Her concern pushed me to tears. I wept unabashedly from the shame of having hurt them. I begged their forgiveness for my cruel words.
“Don’t,” Mom said as she tried to choke back her tears. “You don’t need to apologize, my child. We were at fault. I should be saying sorry to you.” Dad stayed at her side, running a hand down her back, his eyes glassy and wet.
“But you were right about one thing,” I said. “I am your son. Nothing can ever change that.”
The past few weeks had been instructive, to say the least. Between my talks with Mikey and Grant and my heartfelt conversation with Sona, I was already reassessing my ideas of self.
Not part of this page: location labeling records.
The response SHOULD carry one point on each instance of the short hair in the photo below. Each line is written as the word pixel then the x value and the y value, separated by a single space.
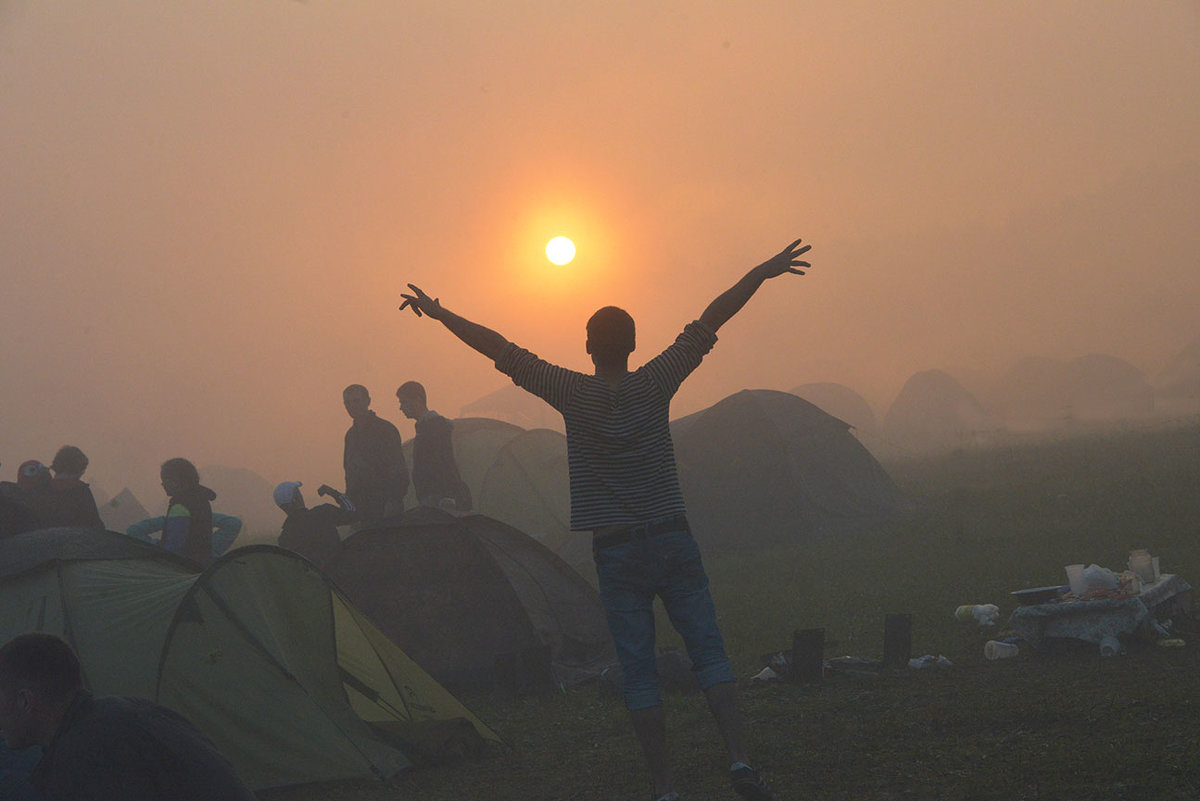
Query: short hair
pixel 183 471
pixel 43 662
pixel 611 330
pixel 70 459
pixel 412 390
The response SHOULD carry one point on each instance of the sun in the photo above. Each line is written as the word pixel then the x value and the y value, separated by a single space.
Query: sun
pixel 561 250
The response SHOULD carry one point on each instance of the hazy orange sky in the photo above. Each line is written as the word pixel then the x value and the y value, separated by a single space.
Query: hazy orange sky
pixel 209 210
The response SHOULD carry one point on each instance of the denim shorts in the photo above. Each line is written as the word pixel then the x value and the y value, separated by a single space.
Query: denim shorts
pixel 667 566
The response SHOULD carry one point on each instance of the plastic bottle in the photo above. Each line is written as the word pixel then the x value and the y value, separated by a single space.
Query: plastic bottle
pixel 985 614
pixel 997 650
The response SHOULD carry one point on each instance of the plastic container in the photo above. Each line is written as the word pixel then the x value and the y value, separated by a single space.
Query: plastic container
pixel 997 650
pixel 985 614
pixel 1143 564
pixel 1075 578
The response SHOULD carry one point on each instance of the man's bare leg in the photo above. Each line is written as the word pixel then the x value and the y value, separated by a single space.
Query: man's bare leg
pixel 652 734
pixel 723 702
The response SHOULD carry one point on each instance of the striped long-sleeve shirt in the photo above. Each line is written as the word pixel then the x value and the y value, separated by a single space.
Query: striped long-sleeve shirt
pixel 618 439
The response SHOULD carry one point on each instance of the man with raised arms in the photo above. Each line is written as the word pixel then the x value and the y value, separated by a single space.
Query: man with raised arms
pixel 625 491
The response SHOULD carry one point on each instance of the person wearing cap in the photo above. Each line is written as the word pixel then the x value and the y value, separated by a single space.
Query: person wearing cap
pixel 376 471
pixel 25 498
pixel 15 512
pixel 436 477
pixel 625 489
pixel 312 533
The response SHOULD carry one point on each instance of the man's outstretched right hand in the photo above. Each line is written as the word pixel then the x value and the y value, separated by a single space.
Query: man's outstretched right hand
pixel 421 303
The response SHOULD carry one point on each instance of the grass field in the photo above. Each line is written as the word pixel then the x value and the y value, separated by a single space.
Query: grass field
pixel 1066 724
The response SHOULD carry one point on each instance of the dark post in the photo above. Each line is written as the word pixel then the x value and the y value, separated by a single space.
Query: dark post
pixel 539 667
pixel 808 655
pixel 897 640
pixel 508 675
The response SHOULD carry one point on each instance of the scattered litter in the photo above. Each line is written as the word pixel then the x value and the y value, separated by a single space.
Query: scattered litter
pixel 766 674
pixel 930 661
pixel 985 614
pixel 996 650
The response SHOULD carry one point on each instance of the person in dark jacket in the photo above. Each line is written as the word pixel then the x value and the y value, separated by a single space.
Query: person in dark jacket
pixel 187 529
pixel 69 500
pixel 436 476
pixel 312 533
pixel 376 471
pixel 15 512
pixel 102 748
pixel 24 499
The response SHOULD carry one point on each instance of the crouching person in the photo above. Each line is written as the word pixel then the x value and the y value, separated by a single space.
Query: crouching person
pixel 102 748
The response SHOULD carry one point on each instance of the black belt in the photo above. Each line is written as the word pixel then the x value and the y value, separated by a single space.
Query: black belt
pixel 640 531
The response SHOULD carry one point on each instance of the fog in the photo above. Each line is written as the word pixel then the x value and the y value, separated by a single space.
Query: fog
pixel 209 210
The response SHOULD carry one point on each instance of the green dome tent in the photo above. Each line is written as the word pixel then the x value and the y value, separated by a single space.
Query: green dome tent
pixel 763 468
pixel 259 651
pixel 462 595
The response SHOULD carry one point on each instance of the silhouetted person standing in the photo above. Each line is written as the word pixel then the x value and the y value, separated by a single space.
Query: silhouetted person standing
pixel 625 491
pixel 435 471
pixel 102 748
pixel 16 516
pixel 29 498
pixel 70 500
pixel 376 471
pixel 187 529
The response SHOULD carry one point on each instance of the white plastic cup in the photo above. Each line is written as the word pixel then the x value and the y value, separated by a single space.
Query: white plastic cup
pixel 1075 578
pixel 997 650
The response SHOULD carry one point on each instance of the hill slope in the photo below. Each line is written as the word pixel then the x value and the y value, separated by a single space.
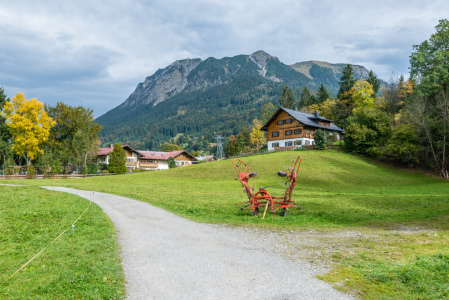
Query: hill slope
pixel 199 97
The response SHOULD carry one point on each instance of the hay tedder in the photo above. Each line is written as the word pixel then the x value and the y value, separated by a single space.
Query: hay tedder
pixel 262 198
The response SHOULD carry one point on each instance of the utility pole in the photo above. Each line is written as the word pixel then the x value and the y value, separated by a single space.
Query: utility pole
pixel 220 152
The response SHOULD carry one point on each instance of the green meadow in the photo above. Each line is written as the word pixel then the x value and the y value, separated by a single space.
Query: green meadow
pixel 30 219
pixel 337 192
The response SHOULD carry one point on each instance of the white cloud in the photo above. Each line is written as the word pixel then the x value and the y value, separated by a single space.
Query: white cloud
pixel 94 53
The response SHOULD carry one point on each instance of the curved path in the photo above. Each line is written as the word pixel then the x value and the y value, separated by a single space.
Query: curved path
pixel 165 256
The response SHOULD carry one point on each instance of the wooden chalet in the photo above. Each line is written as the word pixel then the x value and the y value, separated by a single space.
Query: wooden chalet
pixel 292 128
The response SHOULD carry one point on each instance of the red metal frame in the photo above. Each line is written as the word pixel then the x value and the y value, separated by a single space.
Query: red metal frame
pixel 262 197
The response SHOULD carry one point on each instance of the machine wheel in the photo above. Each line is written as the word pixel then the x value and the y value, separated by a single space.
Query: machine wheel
pixel 255 212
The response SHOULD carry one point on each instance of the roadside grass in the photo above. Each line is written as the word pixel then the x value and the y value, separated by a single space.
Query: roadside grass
pixel 337 191
pixel 30 219
pixel 395 266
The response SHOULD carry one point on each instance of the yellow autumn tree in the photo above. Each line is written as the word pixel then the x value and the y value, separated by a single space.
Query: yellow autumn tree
pixel 29 125
pixel 257 136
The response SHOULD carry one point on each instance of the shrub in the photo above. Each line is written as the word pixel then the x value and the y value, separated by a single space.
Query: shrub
pixel 31 173
pixel 321 140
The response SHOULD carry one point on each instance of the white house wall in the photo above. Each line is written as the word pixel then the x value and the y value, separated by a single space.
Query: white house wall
pixel 283 143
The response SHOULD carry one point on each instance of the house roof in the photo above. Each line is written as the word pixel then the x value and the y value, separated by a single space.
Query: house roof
pixel 162 155
pixel 206 157
pixel 105 151
pixel 311 120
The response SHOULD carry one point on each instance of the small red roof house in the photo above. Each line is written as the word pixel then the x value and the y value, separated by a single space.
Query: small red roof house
pixel 155 160
pixel 103 154
pixel 148 160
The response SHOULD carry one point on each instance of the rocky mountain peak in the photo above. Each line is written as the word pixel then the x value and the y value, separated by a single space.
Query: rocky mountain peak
pixel 260 58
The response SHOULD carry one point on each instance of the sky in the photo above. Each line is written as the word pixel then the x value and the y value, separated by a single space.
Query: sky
pixel 94 53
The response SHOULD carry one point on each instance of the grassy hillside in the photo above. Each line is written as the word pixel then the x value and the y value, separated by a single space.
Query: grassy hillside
pixel 334 189
pixel 402 249
pixel 30 219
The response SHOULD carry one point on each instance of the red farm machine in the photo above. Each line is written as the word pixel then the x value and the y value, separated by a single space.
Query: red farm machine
pixel 262 198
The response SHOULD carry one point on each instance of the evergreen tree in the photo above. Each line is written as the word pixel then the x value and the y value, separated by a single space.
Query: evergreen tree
pixel 346 83
pixel 306 99
pixel 374 81
pixel 117 160
pixel 231 148
pixel 267 112
pixel 323 94
pixel 287 98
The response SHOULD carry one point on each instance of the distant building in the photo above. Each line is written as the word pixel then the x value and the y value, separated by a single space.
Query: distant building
pixel 292 128
pixel 206 158
pixel 148 160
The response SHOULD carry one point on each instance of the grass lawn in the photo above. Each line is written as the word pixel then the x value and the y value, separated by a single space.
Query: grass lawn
pixel 30 219
pixel 337 191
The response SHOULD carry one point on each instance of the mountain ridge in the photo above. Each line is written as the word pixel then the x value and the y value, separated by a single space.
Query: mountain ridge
pixel 205 97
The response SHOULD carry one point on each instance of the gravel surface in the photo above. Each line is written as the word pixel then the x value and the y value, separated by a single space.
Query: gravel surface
pixel 165 256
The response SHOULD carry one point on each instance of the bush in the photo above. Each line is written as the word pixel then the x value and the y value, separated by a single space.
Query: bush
pixel 31 173
pixel 92 169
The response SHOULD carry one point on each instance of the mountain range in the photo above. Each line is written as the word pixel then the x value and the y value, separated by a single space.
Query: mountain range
pixel 212 96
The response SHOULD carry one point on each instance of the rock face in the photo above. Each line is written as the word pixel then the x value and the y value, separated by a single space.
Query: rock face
pixel 163 84
pixel 194 74
pixel 197 97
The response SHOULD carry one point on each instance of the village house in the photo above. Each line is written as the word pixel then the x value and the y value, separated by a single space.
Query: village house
pixel 292 128
pixel 147 160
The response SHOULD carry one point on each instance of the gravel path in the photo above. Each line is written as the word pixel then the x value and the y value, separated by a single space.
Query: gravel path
pixel 168 257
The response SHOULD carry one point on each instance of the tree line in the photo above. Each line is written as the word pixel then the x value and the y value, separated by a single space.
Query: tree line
pixel 403 121
pixel 44 136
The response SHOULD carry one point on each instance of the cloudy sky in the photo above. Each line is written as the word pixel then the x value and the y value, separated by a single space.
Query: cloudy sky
pixel 94 53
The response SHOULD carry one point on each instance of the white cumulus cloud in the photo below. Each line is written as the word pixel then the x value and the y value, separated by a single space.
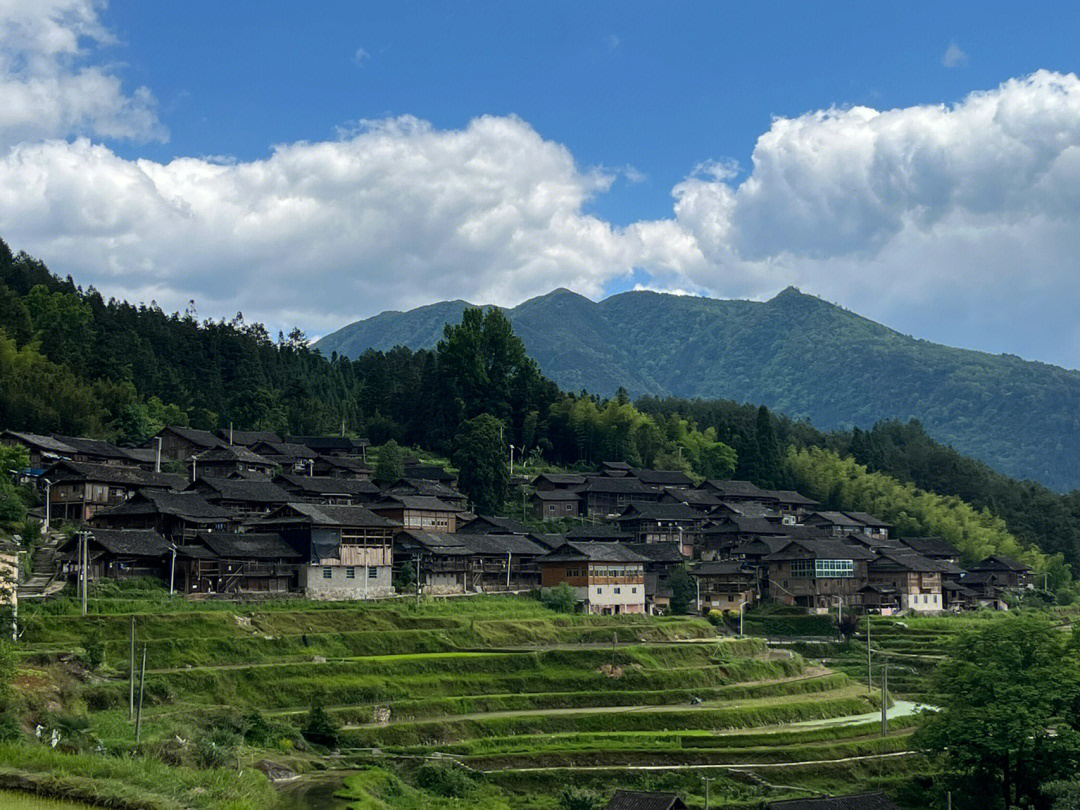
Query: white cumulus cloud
pixel 46 86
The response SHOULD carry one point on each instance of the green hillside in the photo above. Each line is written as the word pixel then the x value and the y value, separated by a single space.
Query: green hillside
pixel 796 353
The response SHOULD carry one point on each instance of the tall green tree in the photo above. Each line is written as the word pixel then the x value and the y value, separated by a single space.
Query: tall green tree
pixel 480 456
pixel 1008 723
pixel 391 463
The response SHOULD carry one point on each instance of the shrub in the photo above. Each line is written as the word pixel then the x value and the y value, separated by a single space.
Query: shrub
pixel 446 781
pixel 321 729
pixel 578 798
pixel 94 648
pixel 562 598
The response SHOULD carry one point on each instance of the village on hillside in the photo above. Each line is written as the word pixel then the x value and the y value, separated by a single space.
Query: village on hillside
pixel 255 514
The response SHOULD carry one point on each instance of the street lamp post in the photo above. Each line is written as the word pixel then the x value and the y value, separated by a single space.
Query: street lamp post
pixel 49 486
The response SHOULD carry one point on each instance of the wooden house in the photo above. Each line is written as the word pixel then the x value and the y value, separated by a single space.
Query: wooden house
pixel 494 525
pixel 347 552
pixel 334 446
pixel 835 524
pixel 597 532
pixel 180 444
pixel 246 497
pixel 548 482
pixel 119 554
pixel 663 478
pixel 855 801
pixel 815 574
pixel 247 437
pixel 645 800
pixel 231 563
pixel 229 460
pixel 661 562
pixel 78 489
pixel 726 584
pixel 429 488
pixel 737 490
pixel 554 504
pixel 176 516
pixel 328 489
pixel 916 580
pixel 418 512
pixel 607 578
pixel 341 468
pixel 608 496
pixel 287 456
pixel 662 523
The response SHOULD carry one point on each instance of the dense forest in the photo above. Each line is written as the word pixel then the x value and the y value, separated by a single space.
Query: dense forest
pixel 72 362
pixel 796 353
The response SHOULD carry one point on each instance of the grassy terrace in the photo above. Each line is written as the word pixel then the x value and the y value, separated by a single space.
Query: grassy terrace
pixel 524 700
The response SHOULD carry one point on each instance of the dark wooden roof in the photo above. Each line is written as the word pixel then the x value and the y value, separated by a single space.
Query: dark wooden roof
pixel 556 495
pixel 858 801
pixel 421 502
pixel 328 515
pixel 326 485
pixel 116 474
pixel 247 437
pixel 659 512
pixel 231 453
pixel 198 437
pixel 663 477
pixel 597 531
pixel 645 800
pixel 572 552
pixel 821 550
pixel 187 505
pixel 329 443
pixel 931 547
pixel 657 552
pixel 494 525
pixel 126 542
pixel 242 489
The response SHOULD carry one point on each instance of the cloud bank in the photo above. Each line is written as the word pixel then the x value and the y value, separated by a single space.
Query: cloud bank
pixel 956 223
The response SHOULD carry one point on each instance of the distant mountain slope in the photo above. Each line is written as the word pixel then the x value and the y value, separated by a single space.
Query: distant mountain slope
pixel 797 354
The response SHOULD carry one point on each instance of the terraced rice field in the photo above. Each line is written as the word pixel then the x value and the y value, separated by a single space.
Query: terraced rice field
pixel 520 700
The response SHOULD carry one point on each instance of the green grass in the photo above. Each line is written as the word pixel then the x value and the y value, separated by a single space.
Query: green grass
pixel 11 800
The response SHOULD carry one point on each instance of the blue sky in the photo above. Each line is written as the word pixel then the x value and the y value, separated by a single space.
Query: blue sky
pixel 314 163
pixel 657 86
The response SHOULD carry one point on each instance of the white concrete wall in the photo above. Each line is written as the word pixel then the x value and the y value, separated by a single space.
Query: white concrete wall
pixel 339 586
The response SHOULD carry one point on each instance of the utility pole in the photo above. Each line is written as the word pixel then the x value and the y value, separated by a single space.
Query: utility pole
pixel 885 694
pixel 131 675
pixel 84 545
pixel 707 781
pixel 142 689
pixel 869 683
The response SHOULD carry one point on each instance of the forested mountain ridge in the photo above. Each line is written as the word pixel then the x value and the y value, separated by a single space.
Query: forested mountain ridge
pixel 796 353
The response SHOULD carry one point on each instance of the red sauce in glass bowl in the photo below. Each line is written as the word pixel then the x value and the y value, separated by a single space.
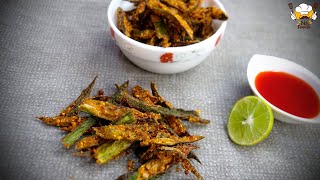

On this journey of renegotiating my identity, one thought kept coming back to me loud and strong: my parents loved me. They cherished me, and I fucking loved them with vigor. I was neither abandoned nor unwanted. All three of my parents had worked hard to give me the best life they could.
“Did you see your mother?” Dad’s question drew me out of my thoughts.
I told them about the meeting, and my parents smiled while they wept. “She told me everything, and I am grateful to you.”
“No,” Mom said in a stern voice. “I don’t want to hear this language of gratitude. It sounds like we did you an ehsaan, a favor. You are our son. We did what we did for us. Not for you. For us . You brought me the happiness I desired in my life. If anything, I am grateful to you,” she reminded me, and I couldn’t stop the stream of tears running down my face at her words.
How could I have hurt these kind people? I might have had evil inside me, but I also had their decency and warmth. I decided I would never let my doubts and insecurity overshadow it.
“Now, let’s talk about your wedding,” Mom said, which brought a smile to my face.
“About that… Sona’s mother has a proposal for me.”
After I narrated what had transpired between her parents and me that afternoon, they chuckled.
“They seem like nice people,” Mom said.
“They are very nice. Sona is a mini-version of them, naughty and sassy like her mother and kind and generous like her father. And brilliant like both,” I furnished.
“Well, let me know how that meeting goes. We will be happy to fly there and talk in person if needed.”
“Yes, Mom,” I said and watched her shrink in her seat.
Suddenly, she put her face in her hands and broke into inconsolable tears.
I balked in fear. “What happened, Mom? Did I hurt you again?”
She shook her head and took her time to sniff back the tears. “I thought I’d never hear that word from you again,” she confessed, and my heart lurched in shame.
“I’m sorry, Mom, but you know you won’t get rid of me that easily,” I teased.
She touched my face on her screen with her fingers and brought them to her lips. “I love you, beta.”
“Love you too, Mom. And rest assured, nothing’s ever going to change that.”
“It better not,” she threatened with a teary smile.
“I love you too, Dad,” I said and kissed him the same way Mom had kissed me.
Dad couldn’t respond from trying to check his own tears.
As I tucked into bed that night, I felt complete. The only thing left now was getting my parents the daughter-in-law they desired.